At a street naming ceremony last month in Rhode Island, a man cut a garden hose with a knife.
Why a knife instead of a scissors? What happened to the ribbon?
All you have to know is the street name and you’ll have your answer.
The man is Ed Valenti, a former advertising executive who, with his partner Barry Becher, sold $50 million in Ginsu knives on infomercials in the late 70s and early 80s.
“There are knives,” Valenti said. “And then there’s the Ginsu.”
The ads showed the kitchen knife’s ability to cut anything from tomatoes to hoses to even wood. But that was only part of the sell. Don’t forget about that name.
The knives came from Fremont, Ohio, but that didn’t quite have the national appeal that Valenti wanted, so he sought to find a word that would instantly make the sharp knives more marketable.
“We thought about Germany for stainless steel,” Valenti said. “And we thought about the Middle East for the saber. And we thought about Japan for samurai. We just thought it was intriguing.”
There’s a reason why Valenti is still being honored some 30 years after the Ginsu became a household name. The Ginsu ads, in many ways, launched the modern-day infomercial, a business that has thrived with the struggling economy. When major advertisers spend less and cable channels have time to fill, advertising rates come down and direct response products come to the forefront. More advertising and a perceived value proposition is why America has fallen in love with products like the Snuggie, the Ped-Egg and The ShamWow! Today, they are part of the $150 billion direct response and infomercial industry.
But there’s nothing low rent about the profits these ads can generate.
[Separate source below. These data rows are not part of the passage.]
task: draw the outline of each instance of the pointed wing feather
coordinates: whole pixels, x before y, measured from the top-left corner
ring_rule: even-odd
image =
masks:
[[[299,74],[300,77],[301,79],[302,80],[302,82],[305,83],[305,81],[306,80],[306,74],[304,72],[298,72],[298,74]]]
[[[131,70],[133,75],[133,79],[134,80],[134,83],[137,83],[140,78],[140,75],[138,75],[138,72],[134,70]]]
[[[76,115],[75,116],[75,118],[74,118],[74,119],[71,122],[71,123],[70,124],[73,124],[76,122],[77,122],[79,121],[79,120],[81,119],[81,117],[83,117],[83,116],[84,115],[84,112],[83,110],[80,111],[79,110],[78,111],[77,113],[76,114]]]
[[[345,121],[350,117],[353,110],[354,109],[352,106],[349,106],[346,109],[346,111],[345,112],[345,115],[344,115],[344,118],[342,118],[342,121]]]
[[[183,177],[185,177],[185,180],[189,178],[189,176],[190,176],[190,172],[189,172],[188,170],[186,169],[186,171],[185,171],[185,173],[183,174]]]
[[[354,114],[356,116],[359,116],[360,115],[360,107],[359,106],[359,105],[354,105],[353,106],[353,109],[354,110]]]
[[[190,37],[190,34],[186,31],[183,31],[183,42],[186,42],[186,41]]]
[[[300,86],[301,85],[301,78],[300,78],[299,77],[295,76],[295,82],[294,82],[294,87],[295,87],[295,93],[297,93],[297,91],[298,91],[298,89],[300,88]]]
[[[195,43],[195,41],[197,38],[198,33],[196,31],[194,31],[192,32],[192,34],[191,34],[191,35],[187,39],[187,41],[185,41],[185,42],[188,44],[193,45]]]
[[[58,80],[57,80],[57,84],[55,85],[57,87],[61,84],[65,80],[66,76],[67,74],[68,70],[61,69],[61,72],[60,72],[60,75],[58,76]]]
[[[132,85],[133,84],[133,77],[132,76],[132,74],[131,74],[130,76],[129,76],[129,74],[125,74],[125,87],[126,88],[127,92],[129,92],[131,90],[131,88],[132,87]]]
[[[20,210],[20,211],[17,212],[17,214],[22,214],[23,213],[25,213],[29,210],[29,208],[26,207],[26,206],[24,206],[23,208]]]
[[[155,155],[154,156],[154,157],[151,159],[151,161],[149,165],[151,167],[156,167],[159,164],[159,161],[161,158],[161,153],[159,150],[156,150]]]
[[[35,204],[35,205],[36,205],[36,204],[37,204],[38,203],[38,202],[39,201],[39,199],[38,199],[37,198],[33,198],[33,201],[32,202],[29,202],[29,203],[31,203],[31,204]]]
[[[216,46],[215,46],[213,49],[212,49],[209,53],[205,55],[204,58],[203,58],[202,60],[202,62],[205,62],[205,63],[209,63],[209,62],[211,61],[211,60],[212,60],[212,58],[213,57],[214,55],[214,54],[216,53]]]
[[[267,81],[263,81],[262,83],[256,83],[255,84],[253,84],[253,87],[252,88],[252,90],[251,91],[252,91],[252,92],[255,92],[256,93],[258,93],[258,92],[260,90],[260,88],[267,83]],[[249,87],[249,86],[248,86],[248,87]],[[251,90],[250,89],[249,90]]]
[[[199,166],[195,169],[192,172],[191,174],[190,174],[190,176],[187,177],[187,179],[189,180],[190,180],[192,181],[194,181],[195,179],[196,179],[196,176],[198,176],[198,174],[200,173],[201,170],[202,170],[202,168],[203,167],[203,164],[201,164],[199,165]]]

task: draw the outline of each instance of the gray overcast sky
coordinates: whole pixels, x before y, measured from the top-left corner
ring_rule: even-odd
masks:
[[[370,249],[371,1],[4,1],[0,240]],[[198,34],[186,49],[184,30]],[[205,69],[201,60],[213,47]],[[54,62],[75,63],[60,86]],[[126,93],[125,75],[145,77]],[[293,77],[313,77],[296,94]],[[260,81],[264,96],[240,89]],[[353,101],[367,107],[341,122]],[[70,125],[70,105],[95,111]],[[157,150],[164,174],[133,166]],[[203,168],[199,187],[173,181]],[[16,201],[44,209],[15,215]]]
A company called Telebrands has sold more than 25 million Ped-Eggs and more than five million Doggy Steps. And All-Star Marketing's all-star, the Snuggie, has sold more than five million "blankets with sleeves."
There are also those products that seemingly sell forever. In 1977, the Chia Pet — a ceramic seed-covered ram that grows plant "hair" when watered — began sprouting in offices and living rooms coast-to-coast. Since then, its creator, Joseph Pedott, has sold more than half a million a year.
Pedott's latest Chia is a Chia President. With $500,000 on the line, Pedott pushed Chia Obama to the shelves earlier this month. But four days after it hit the market, Walgreens, its only retailer, pulled it from shelves.
"We received both positive and negative feedback from some customers,” Walgreens told CNBC. “But ultimately, senior management made the decision not to carry the product. "
Still, direct response entrepreneurs know they need to come up with cutting edge ideas to develop the next big product. Breaking ground on marketing techniques is as important as the product itself. Maybe more so.
Beyond his knives, for example, Ginsu founder Ed Valenti contributed plenty to what you still hear today. You know, those catchphrases that are intended to grab the attention of the viewer. Valenti is the author of the lines “How much would you pay?” and “But wait, there’s more!”
“We wanted to create an offer that was so compelling, so interesting, and yet, as I like to say ‘the lot for a little’ approach,” Valenti said. “I’m sure at the end of the offer, people were confused as to how much they were getting, but it was a lot.”
Valenti also says part of the Ginsu's success was the way the original spot was written. He says it took 600 hours to come up with the first 10 seconds, in which the viewer sees a piece of wood and a tomato get karate chopped. There's a reason for this, of course.
"You're watching television," Valenti said. "You may be are half asleep. And all of a sudden, this guy comes on TV and he's karate chopping boards and tomatoes. And you turn off the TV set and you say, 'What the hell is that?'"
Think about the emotional chord that you have to strike to get someone to leave the television set, run over to a telephone, give a perfect stranger on the other end of the phone your credit card number, and then wait four weeks for delivery."
Valenti obviously got plenty of people to call. But he does have one regret that eats away at his Ginsu memories. The Ginsu and the sequel, the Ginsu II, were priced at $9.95 and $19.95.
"I wonder if I would have lost any sales if I had raised the price four cents," Valenti said. "I don't think I would have lost one order. But over the course of Ginsu I and Ginsu II, that's probably $400,000 in additional profit that I didn't get."